One-shot: Coda to 'In His Absence' (G, implied Andy Roddick/Roger Federer) Title: Coda to In His Absence Rating: G Pairing: None/ implied Andy Roddick/Roger Federer Summary: Sometime after In His Absence, maybe a year or two later. Andy would give it all up. Notes:Read In His Absence before this. Disclaimer: Not mine, never happened, **hopefully** never will.
The Wimbledon museum is quiet now, days of passing feet and the snap of cameras left to the echoes. There’s music playing but faintly; Andy thinks they’d turned it down for him, a habit now, knowing what his asking look means as he slips past the closed sign on the doors.
“You think he’s mad that I lost?”
He hears Mardy’s sigh from the doorway – caught out, not meant to be seen in his careful surveillance – and the slow scuff of tennis shoes across the polished floor. It’s gleaming tile and uncomfortable to sit on for long but Andy’s ignoring protests from his muscles, already exhausted after two long weeks. As Mardy sits beside him, he can’t find the energy to so much as shift to make more room.
“I don’t know.” Mardy’s answer’s soft but sounds louder in the small room, echoing back from the frozen images of players decorating the walls. “You’d know better than me.”
Andy gives a half-shrug, barely a hitch of one shoulder that’s cut short with a wince at the burn of strained muscles. He’d known going into the final that he could make the damage worse; he’d practically been asking for it. “I came close. It’s not like the Brits are complaining, anyway. They’ve forgotten anyone but Murray ever won.”
Edged with razor-bitterness, the words surprise even Andy and he feels Mardy tense at his side. A hand creeps, hesitantly, across Andy’s knee to curl around his fingers, cold from air-con set too high.

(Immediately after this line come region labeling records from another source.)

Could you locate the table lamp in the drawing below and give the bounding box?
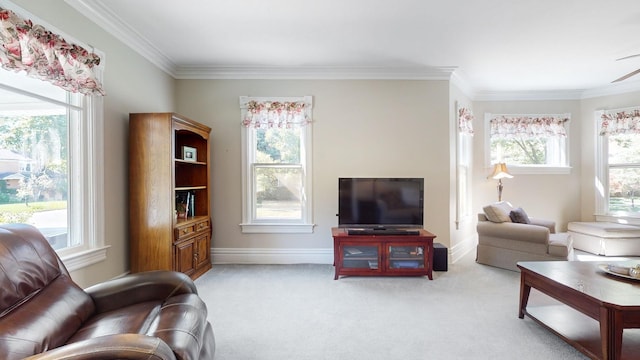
[487,163,513,201]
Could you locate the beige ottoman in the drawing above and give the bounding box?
[567,222,640,256]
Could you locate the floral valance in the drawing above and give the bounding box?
[488,114,571,138]
[600,107,640,135]
[240,96,313,129]
[0,8,104,95]
[458,108,475,136]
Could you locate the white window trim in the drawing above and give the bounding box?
[0,0,110,271]
[593,110,640,225]
[58,96,109,271]
[484,113,571,175]
[239,96,315,234]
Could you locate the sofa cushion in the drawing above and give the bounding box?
[482,201,513,223]
[509,208,531,224]
[69,294,213,359]
[0,224,94,359]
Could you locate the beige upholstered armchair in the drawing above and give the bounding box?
[476,201,574,271]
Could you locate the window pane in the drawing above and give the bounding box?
[256,128,301,164]
[254,166,302,220]
[608,134,640,214]
[609,134,640,165]
[490,137,566,166]
[609,168,640,213]
[0,80,69,249]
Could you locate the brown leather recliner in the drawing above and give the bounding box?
[0,224,215,360]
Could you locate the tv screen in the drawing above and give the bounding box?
[338,178,424,228]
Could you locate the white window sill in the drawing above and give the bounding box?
[60,246,110,272]
[240,224,316,234]
[509,165,571,175]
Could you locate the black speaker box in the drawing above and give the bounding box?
[433,243,449,271]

“We haven’t forgotten Andy.”
“You haven’t.” Moment drawing out, endless with the softness of their joint breathing, the tinny beat of a drum from the muted music – a long, long moment while Andy’s still and then eyelids flutter shut as he turns his face away. Mardy’s hand tightens on his, unspoken comfort they’ve perfected by now.
When Andy speaks again it’s lower and tight, words squeezed past teeth gritted together. “I can’t even win Wimbledon when he’s not here.” Leans into Mardy, face settling into the curve of his friend’s shoulder and free hand curling blindly into a handful of Mardy’s shirt, leaving a handprint in stretched cotton. “I can’t do anything without him here.”
Hand rubbing soothingly – helplessly – over Andy’s back, Mardy takes a jerky breath, Andy feeling his throat move as he swallows his first words. “You won Wimbledon,” he says instead.” “You won the Australian. You made number one again—“
“—barely.”
“It counts.” Warm breath brushes Andy’s forehead, Mardy pressing his face to his hair in a half-kiss, half an attempt, Andy knows, to hide the tears caught in wet eyelashes. “He’s proud of you Andy.”
Sounding hollow in the empty museum. Andy doesn’t reply, just closes his eyes and holds his breath because he can’t look at the Wimbledon trophy, gleaming in its glass case, at the golden lights of reflection it sends skidding across the tiles. At his own name, neat letters, that he’d give his cars and his money and his serve for someone, anything, to rewrite.
He hadn’t realised how much he’d miss losing the Wimbledon final for better reasons than a wrenched shoulder.
“I really miss him.” Mumbled against the warmth of Mardy’s shoulder and strands of golden hair, coarser than the ones he lets himself remember, sometimes. “If never winning Wimbledon again fixed it all, I’d do it. Anything. If I knew—if I could—“
Tightness in his throat closes on the words. Mardy’s warm and solid, arms pulling him across a half-inch of floor into a hug, sudden shock of warmth after the cold room and Andy’s shivers slowing to almost nothing.